### Aqueous Organic Estimator Supplementary Notebook

Authors: Grayson Boyer, Vincent Milesi

A notebook for estimating hydration properties of molecules from scratch. Breaks molecules with known properties into second-order groups, solves for the contribution of each group with multilinear regression, and then estimates the properties of molecules from those groups.

Date modified: 7/13/2020

In [1]:
file_name = 'organic_second_order_alc_test'
props = ["DhyG", "DhyH", "DhyCp", "V"]
sig_figs = 3

In [2]:
# -*- coding: utf-8 -*-
"""
Created on Tue Nov 27 09:36:15 2018
Modified on Mar 21, 2019 by Grayson

@author: Vincent
@author: Grayson
"""

# =============================================================================
#                               IMPORT PACKAGES
# =============================================================================

import pandas as pd
import numpy as np
import sys
from math import floor, log10 # for significant figure rounding
import statsmodels.api as sm # for multilinear regression


# =============================================================================
#                                     MAIN
# =============================================================================
def main():
    for prop in props:
        group_property_estimator(file_name, prop, sig_figs)
    
    
# =============================================================================
#                                  FUNCTIONS
# =============================================================================
round_to_n = lambda x, n: round(x, -int(floor(log10(abs(x)))) + (n - 1))

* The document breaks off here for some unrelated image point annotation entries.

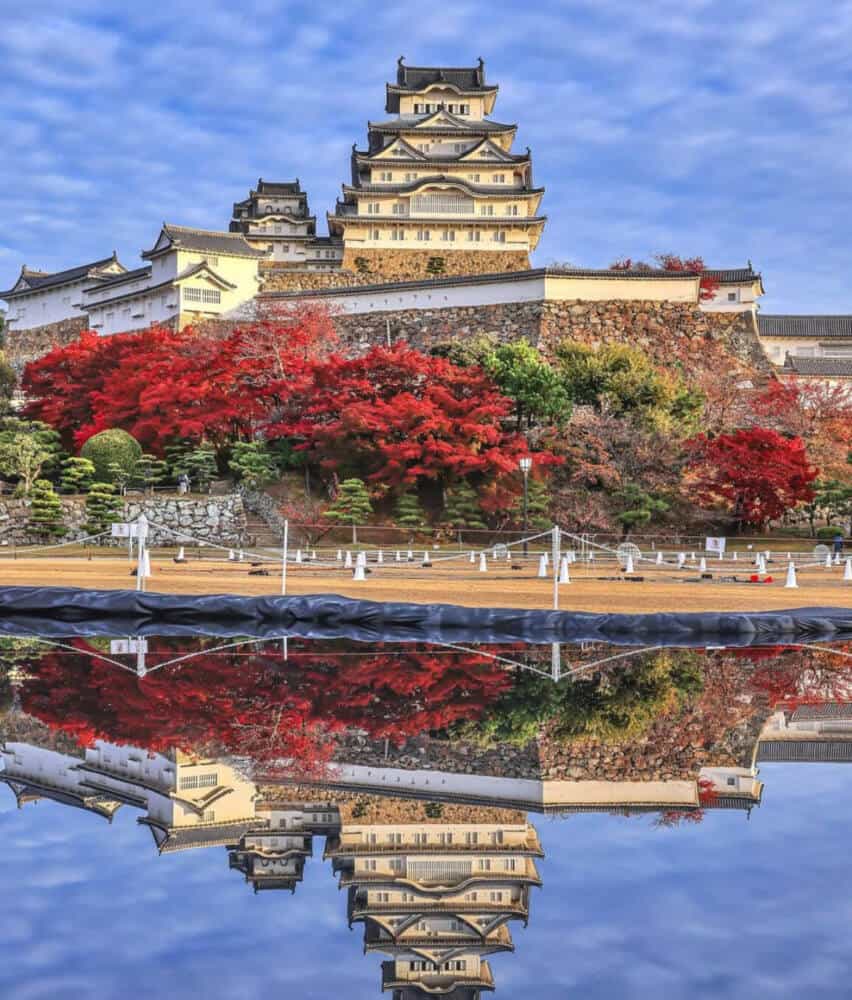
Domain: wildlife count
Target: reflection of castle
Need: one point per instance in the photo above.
(436, 894)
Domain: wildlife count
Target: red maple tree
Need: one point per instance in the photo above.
(758, 474)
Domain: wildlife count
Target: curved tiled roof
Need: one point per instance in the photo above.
(39, 280)
(804, 326)
(818, 367)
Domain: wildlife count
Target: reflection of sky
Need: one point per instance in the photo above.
(728, 908)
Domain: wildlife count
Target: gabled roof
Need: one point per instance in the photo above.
(818, 367)
(416, 77)
(804, 326)
(443, 180)
(439, 121)
(201, 240)
(119, 279)
(731, 275)
(278, 187)
(30, 280)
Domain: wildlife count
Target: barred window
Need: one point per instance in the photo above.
(199, 781)
(210, 296)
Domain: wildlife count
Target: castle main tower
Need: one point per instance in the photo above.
(438, 189)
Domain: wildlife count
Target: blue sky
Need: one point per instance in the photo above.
(731, 908)
(713, 128)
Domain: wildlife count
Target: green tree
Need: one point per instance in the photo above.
(622, 381)
(199, 465)
(111, 450)
(537, 390)
(462, 508)
(77, 475)
(538, 506)
(103, 507)
(408, 512)
(352, 505)
(149, 471)
(45, 510)
(637, 507)
(22, 458)
(252, 463)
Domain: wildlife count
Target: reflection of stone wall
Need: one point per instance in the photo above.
(411, 265)
(27, 345)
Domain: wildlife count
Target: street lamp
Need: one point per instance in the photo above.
(525, 464)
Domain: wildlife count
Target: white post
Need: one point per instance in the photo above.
(284, 558)
(556, 562)
(791, 577)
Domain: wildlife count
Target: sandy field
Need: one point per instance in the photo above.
(599, 588)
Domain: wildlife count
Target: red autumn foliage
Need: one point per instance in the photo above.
(671, 262)
(255, 704)
(395, 415)
(756, 473)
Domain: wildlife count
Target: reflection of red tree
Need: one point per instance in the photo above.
(249, 702)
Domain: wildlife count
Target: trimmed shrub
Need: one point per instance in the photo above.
(111, 449)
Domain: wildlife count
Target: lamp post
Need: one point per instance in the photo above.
(525, 464)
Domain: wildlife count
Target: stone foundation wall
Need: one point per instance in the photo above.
(669, 333)
(413, 265)
(23, 346)
(215, 519)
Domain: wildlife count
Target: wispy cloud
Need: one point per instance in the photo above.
(691, 125)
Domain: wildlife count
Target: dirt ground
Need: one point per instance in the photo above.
(600, 588)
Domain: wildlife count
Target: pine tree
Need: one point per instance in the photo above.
(103, 507)
(45, 510)
(538, 506)
(351, 506)
(408, 513)
(77, 475)
(461, 509)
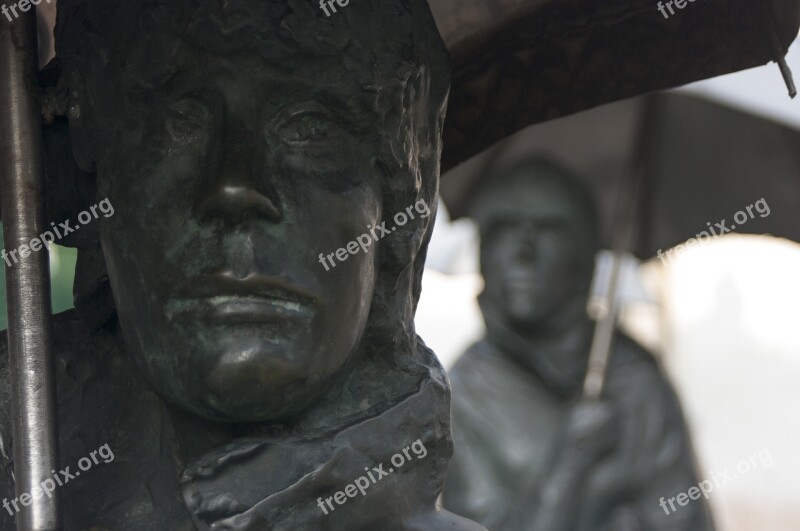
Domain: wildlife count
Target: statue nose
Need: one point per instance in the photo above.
(242, 187)
(236, 202)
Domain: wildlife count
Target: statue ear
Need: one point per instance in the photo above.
(70, 189)
(64, 97)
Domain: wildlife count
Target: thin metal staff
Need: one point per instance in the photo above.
(33, 409)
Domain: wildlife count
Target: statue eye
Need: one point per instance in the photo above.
(305, 128)
(187, 121)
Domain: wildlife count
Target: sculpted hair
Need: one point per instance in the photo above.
(394, 56)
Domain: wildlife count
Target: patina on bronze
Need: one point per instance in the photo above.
(531, 451)
(236, 381)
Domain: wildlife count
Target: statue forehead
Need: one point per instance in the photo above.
(530, 193)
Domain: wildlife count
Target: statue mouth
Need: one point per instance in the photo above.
(221, 298)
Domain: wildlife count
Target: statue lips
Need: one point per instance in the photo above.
(221, 298)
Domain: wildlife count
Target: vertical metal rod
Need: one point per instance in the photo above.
(624, 233)
(778, 52)
(27, 282)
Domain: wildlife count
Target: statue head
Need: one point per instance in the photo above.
(238, 140)
(539, 235)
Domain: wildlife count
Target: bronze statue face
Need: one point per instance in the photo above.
(236, 153)
(537, 247)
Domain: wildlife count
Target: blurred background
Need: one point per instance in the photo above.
(720, 317)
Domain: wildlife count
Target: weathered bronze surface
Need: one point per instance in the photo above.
(530, 452)
(237, 381)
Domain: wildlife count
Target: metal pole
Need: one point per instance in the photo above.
(27, 282)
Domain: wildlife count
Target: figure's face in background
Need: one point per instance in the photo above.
(230, 178)
(534, 254)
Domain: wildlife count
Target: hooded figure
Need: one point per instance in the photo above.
(530, 452)
(215, 372)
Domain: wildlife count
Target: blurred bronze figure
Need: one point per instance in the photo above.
(530, 452)
(237, 383)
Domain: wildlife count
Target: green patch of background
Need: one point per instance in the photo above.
(62, 273)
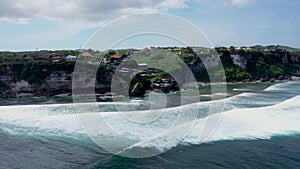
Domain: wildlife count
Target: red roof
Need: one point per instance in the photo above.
(86, 54)
(116, 56)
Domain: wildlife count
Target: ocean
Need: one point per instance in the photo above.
(258, 128)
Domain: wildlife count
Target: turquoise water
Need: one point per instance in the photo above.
(259, 128)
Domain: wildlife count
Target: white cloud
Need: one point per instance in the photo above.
(240, 2)
(92, 10)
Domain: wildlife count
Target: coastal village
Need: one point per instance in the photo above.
(50, 73)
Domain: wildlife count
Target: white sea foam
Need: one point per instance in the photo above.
(163, 133)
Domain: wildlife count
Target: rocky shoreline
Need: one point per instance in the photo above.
(23, 89)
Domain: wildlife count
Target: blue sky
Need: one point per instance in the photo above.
(55, 24)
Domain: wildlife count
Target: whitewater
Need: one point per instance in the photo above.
(246, 116)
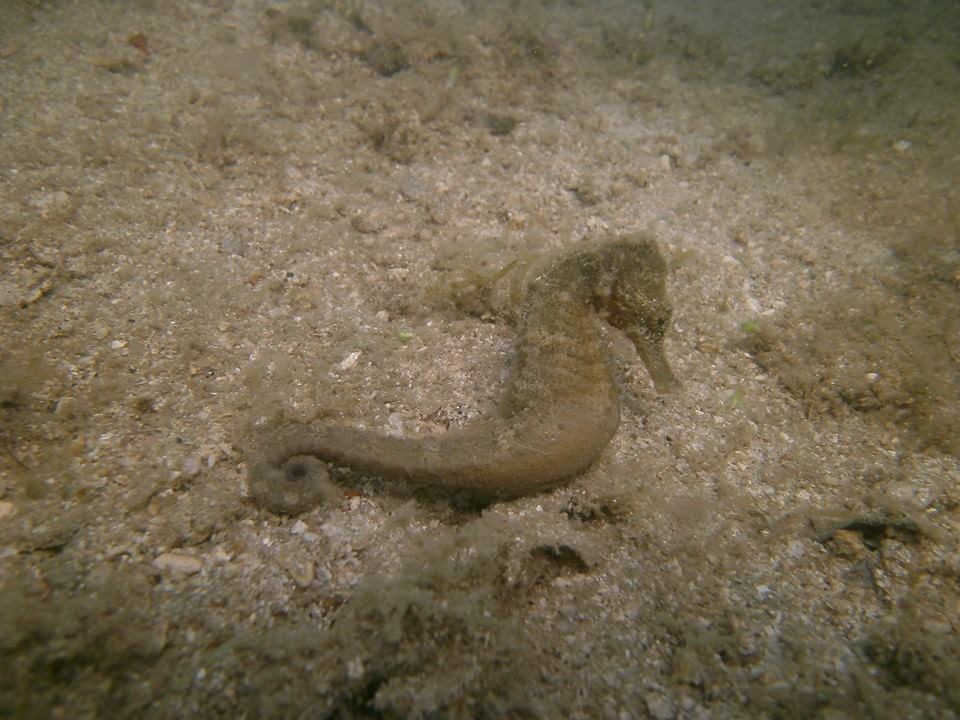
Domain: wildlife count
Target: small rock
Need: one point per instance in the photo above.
(349, 361)
(191, 466)
(179, 563)
(659, 706)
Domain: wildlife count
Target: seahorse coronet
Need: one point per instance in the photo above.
(559, 409)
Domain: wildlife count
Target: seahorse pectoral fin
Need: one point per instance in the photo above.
(654, 358)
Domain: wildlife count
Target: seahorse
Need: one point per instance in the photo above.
(558, 412)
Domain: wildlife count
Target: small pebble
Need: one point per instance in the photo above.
(179, 562)
(191, 466)
(349, 361)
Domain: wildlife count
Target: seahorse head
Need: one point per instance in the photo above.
(631, 294)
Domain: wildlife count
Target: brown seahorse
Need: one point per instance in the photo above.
(557, 414)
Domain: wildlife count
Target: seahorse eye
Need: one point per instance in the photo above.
(296, 471)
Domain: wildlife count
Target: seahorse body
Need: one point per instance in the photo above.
(559, 410)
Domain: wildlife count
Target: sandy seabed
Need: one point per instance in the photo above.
(218, 216)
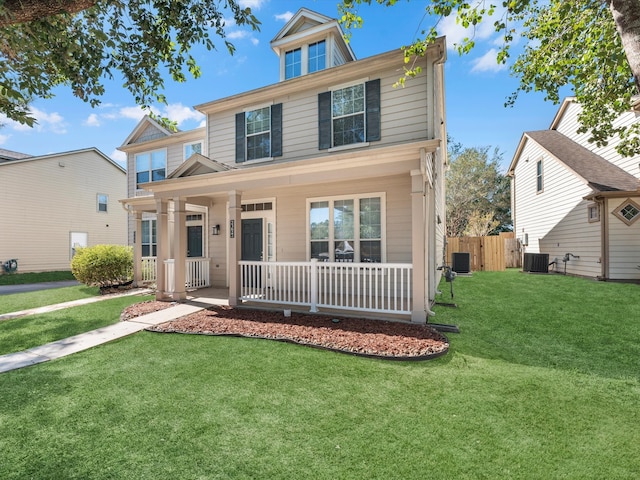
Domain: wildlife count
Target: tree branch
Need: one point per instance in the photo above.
(22, 11)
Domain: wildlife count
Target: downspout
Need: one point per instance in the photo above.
(603, 205)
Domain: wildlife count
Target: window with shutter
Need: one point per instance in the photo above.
(349, 115)
(259, 134)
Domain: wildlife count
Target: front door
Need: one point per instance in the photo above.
(194, 241)
(252, 250)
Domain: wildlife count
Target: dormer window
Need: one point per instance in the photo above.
(317, 56)
(293, 63)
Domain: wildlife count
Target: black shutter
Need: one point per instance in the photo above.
(324, 120)
(372, 93)
(276, 130)
(240, 138)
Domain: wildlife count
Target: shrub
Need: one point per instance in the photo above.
(103, 265)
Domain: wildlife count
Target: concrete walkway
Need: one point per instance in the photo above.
(84, 341)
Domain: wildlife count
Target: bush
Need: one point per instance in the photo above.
(103, 265)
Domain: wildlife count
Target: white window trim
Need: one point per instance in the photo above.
(106, 203)
(186, 144)
(149, 152)
(597, 217)
(356, 198)
(246, 136)
(541, 163)
(619, 215)
(350, 146)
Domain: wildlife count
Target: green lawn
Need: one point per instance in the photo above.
(22, 278)
(26, 332)
(543, 382)
(23, 301)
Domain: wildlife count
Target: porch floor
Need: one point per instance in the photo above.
(220, 296)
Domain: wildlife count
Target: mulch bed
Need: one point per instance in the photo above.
(356, 336)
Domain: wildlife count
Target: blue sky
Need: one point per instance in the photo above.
(476, 87)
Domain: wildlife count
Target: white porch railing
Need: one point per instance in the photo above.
(148, 267)
(369, 287)
(197, 273)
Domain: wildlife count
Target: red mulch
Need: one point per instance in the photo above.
(358, 336)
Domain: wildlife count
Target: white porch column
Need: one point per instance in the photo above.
(418, 248)
(180, 248)
(234, 245)
(162, 249)
(137, 249)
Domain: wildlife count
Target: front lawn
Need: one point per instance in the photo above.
(26, 332)
(24, 301)
(543, 382)
(36, 277)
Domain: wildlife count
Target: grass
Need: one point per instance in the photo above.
(23, 301)
(30, 331)
(23, 278)
(542, 382)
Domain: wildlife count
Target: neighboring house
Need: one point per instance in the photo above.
(53, 203)
(572, 197)
(325, 189)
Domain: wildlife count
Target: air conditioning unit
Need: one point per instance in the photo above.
(536, 262)
(461, 262)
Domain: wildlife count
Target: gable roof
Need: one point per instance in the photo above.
(600, 174)
(198, 164)
(147, 125)
(306, 23)
(10, 155)
(61, 155)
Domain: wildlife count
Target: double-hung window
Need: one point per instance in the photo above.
(259, 133)
(151, 166)
(103, 202)
(346, 229)
(349, 115)
(539, 178)
(192, 147)
(148, 238)
(293, 63)
(317, 56)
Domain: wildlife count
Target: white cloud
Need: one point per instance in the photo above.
(134, 113)
(92, 121)
(253, 4)
(488, 63)
(47, 122)
(119, 157)
(238, 34)
(284, 17)
(456, 33)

def group_property_estimator(file_name, dependent_param, sf):   
    df_data = pd.read_csv(file_name + '.csv', index_col=0)  
    
    # remove rows with containing only NaN
    df_data = df_data[np.isfinite(df_data[df_data.columns.values[len(df_data.columns.values)-1]])]
    
    # remove columns containing 0 groups
    df_data = df_data.loc[:, (df_data != 0).any(axis=0)]
    
    # get data subset that needs a prediction
    df_topred = df_data[np.isfinite(df_data[dependent_param]) == False]
    
    # remove rows without y values
    df_data = df_data[np.isfinite(df_data[dependent_param])]
    
    ## define the independent parameter
    X = df_data[[x for x in list(df_data.columns.values) if not x in ["compound", "formula", dependent_param]+props]]

    ## define the dependent parameter
    y = df_data[dependent_param]
    
    # get X of molecules to predict
    X_topred = df_topred[[x for x in list(df_topred.columns.values) if not x in ["compound", "formula", dependent_param]+props]]
    
    
    multi_reg = sm.OLS(y[0:], X[0:]).fit() # perform the multiple regression
    prediction = multi_reg.predict(X) # make the predictions from the multi_reg
    preds = multi_reg.predict(X_topred)
    
#     print(multi_reg.summary()) # print out the statistics
#     print(multi_reg.params) 
#     print(multi_reg.params.values) # print param as an array
    
    
    group_property_dict = dict(zip(X.columns.values, [round(val, 4) for val in multi_reg.params.values]))
    
    group_property_se_dict = dict(zip(X.columns.values, [round(val, 4) for val in multi_reg.bse.values]))
    

    pred_errs = [sum([n_group*group_property_se_dict[group]**2 for n_group, group in zip(X.loc[idx], X.columns.values)])**0.5 for idx in X.index]
    
    topred_errs = [sum([n_group*group_property_se_dict[group]**2 for n_group, group in zip(X_topred.loc[idx], X_topred.columns.values)])**0.5 for idx in X_topred.index]

    
    comp_pred_df = pd.DataFrame({"actual":df_data[dependent_param],
                                 "prediction":[round(pred, 2) for pred in prediction.values],
                                 "pred errs":[round(err, 2) for err in pred_errs]})
    
    df_preds = pd.DataFrame({"actual":df_topred[dependent_param],
                                 "prediction":[round(pred, 2) for pred in preds.values],
                                 "pred errs":[round(err, 2) for err in topred_errs]})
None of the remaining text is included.